How to config tlt-train to save the best performed model


I am running the detectnet_v2 example notebook come with the tlt toolkit container tlt-streamanalytics:v2.0_py3. I found at the end of the training, the model in the last epoch is saved in the experiment_dir_unpruned/weights/resnet18_detector.tlt. Is there amy way to config the tlt-train to save the model with the best mAP?


If you want to check every epochs’ mAP, set as below.

evaluation_config {
validation_period_during_training: 1
first_validation_epoch: 1

Then you will find all the mAP result for each tlt model.
All the tlt model is saved in experiment_dir_unpruned/

For how to check which tlt model belongs to nth epoch, refer to

Hi, thanks for your reply. Wish the tool can picks the best mAP model and save as experiment_dir_unpruned/weights/resnet18_detector.tlt. Right now I have go through the long output and do that manually.
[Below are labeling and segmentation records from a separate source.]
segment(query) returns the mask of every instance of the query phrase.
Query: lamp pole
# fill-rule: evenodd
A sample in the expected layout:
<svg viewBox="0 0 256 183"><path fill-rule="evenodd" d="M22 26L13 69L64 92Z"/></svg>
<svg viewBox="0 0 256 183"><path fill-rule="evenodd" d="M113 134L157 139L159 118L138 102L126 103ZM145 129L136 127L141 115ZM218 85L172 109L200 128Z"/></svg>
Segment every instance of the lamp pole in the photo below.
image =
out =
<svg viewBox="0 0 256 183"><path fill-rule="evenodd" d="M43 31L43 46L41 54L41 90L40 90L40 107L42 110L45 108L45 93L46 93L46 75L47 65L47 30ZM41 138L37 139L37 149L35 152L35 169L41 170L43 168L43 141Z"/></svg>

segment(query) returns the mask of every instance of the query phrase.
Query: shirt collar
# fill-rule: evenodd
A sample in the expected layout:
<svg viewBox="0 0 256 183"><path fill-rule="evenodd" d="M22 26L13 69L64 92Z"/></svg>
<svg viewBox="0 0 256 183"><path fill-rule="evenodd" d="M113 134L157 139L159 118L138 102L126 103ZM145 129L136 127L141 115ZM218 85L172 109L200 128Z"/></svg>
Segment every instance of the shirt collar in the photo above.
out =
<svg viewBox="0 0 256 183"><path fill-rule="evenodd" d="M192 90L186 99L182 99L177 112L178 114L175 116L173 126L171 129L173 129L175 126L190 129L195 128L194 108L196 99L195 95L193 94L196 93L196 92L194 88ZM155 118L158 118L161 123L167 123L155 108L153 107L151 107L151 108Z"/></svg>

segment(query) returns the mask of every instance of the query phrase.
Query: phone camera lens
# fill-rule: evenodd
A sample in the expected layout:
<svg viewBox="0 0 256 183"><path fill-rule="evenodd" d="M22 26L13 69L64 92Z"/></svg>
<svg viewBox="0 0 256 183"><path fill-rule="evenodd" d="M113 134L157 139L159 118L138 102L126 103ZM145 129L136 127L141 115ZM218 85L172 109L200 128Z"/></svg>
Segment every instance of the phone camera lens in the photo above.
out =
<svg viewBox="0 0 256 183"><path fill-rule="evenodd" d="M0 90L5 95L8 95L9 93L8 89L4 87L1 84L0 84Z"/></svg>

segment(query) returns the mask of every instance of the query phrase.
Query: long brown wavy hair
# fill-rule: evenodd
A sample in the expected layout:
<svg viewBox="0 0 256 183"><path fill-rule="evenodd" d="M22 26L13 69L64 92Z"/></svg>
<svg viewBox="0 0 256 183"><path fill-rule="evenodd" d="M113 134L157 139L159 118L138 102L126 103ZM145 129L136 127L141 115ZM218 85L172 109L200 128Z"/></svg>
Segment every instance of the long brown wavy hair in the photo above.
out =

In the spec, there is one setting as below.

checkpoint_interval: 10

TLT will save a tlt model every 10 epochs.

If you change to

checkpoint_interval: 1

TLT will save a tlt model every epoch.

BTW, after training done, you can also run tlt-evaluate to check the mAP of each tlt models.

import os
import glob

trained_model = glob.glob(“your_result_folder/model*.tlt”)
trained_model = sorted(trained_model, key=lambda x: int(x.rsplit("-")[1].rstrip(".tlt")))

for epoch, checkpoint in enumerate(trained_model):

    print("epoch: {}, checkpoint: {}".format(epoch, checkpoint))
    os.system("tlt-evaluate detectnet_v2  -e your_spec.txt -m %s -k your_ngc_key" %(checkpoint))
1 Like

Hi Morganh,

Thanks for your reply. It seems to be an good alternative to pick the best performed model than the manual process. It works in a python shell but execute the os.system(tlt-evaluate…) command in the notebook does not generate any message (only zero returned). Do you know why?


Okay, I reply myself:
In the jupyter notebook, use the following instead:

Good. Thanks for the info.